Überraschenderweise zahlte dieses Hobby sich aus. Jedenfalls wurde Meena Dialogschreiberin für die zweitbeliebteste Soap in Amerika. Sie wusste, dass sie einen Traumjob hatte, für den Millionen von Menschen töten würden …

Und was ihre »Gabe« betraf, hätte ihr Leben noch viel, viel schlimmer sein können. Man brauchte sich ja nur zu überlegen, was mit Johanna von Orléans passiert war. Oder mit Cassandra, der Tochter des trojanischen Königs Priamus. Auch sie war eine Prophetin gewesen. Und weil sie die Liebe eines Gottes nicht erwidert hatte, hatte der Gott diese Gabe in einen Fluch verwandelt, so dass Cassandras Prophezeiungen nie geglaubt wurden, obwohl sie wahr waren.

Meena glaubte auch kaum jemand. Aber deswegen gab sie noch lange nicht auf. Sie versuchte es immer weiter. Mit Mädchen, denen sie in der Subway begegnete. Und mit Abdullah. Sie würde ihn schon noch zum Arzt bekommen.

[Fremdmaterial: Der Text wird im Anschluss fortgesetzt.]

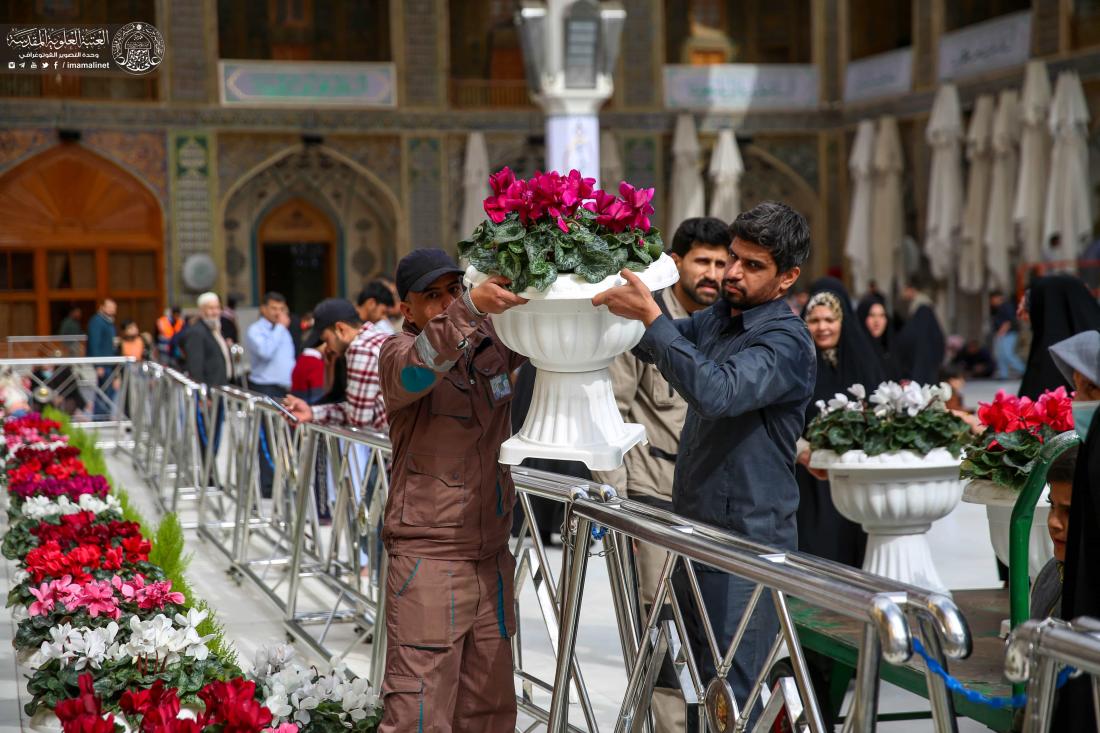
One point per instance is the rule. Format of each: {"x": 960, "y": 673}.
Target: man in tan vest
{"x": 701, "y": 250}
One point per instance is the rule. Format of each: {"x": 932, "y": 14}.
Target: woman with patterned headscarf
{"x": 845, "y": 357}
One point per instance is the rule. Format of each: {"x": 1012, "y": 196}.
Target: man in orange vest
{"x": 167, "y": 327}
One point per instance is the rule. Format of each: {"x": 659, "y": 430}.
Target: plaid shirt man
{"x": 363, "y": 406}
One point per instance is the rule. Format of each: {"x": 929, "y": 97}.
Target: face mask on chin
{"x": 1082, "y": 416}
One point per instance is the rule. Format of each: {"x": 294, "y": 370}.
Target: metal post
{"x": 305, "y": 484}
{"x": 574, "y": 565}
{"x": 943, "y": 707}
{"x": 865, "y": 704}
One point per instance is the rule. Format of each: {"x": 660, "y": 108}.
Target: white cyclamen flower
{"x": 272, "y": 658}
{"x": 888, "y": 397}
{"x": 914, "y": 400}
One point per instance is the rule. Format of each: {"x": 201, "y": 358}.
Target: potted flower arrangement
{"x": 892, "y": 461}
{"x": 998, "y": 466}
{"x": 561, "y": 241}
{"x": 112, "y": 639}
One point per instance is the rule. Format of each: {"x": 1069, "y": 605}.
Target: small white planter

Es war nur schade, dass sie ihre eigene Zukunft nicht voraussehen konnte.

Bis jetzt jedenfalls. Allerdings wusste sie eines: Wenn sie noch später zur Arbeit kam, würde sie jede Chance verlieren, Sy von ihrer Fassung der Story zu überzeugen.

Und die Beförderung zum Head-Autor konnte sie sich dann an den Hut stecken. Um das zu wissen, brauchte sie keine Wahrsagerin zu sein.